“Not bad. What is in man’s power is done, and what God gives He gives. Thou art young, my dear, so I give thee a precept, which in future will be of service to thee more than once, ‘Do always that which pertains to thee, and leave the rest to the Lord God.’ He knows best what we need. The harvest will be good this year; I know that beforehand, for when God is going to touch me with anything, He sends a sign.”
“What is it?” asked Pan Stanislav, with astonishment.
“Behind my pipe-table—I do not know whether thou hast noted where it stands—a mouse shows himself to me a number of days in succession when any evil is coming.”
“There must be a hole in the floor.”
“There is no hole,” said Plavitski, closing his eyes, and shaking his head mysteriously.

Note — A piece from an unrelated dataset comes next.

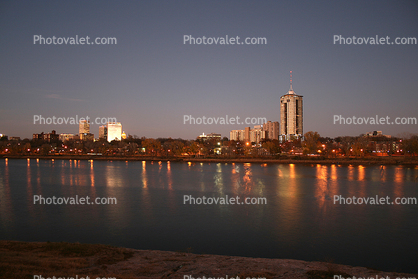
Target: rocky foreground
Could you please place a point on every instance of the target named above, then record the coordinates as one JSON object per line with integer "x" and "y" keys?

“One might bring in a cat.”
“I will not bring in a cat, for if it is the will of God that that mouse should be a sign to me, or forewarning, I shall not go against that will. Nothing has appeared to me this year. I mentioned this to Marynia; maybe God desires in some way to show that He is watching over our family. Listen, my dear; people will say, I know, that we are ruined, or at least in a very bad state. Here it is; judge for thyself: Kremen and Skoki, Magyerovka and Suhotsin, contain about two hundred and fifty vlokas of land; on that there is a debt of thirty thousand rubles to the society, not more, and about a hundred thousand mortgage, including thy sum. Therefore we have about a hundred and thirty thousand. Let us estimate only three thousand rubles a vloka; that will make seven hundred and fifty thousand,—altogether eight hundred and eighty thousand—”
“How is that?” asked Pan Stanislav, with astonishment; “uncle is including the debt with the property.”
“If the property were worth nothing, no one would give me a copper for it, so I add the debt to the value of the property.”
Pan Stanislav thought, “He is a lunatic, with whom it is useless to talk;” and he listened further in silence.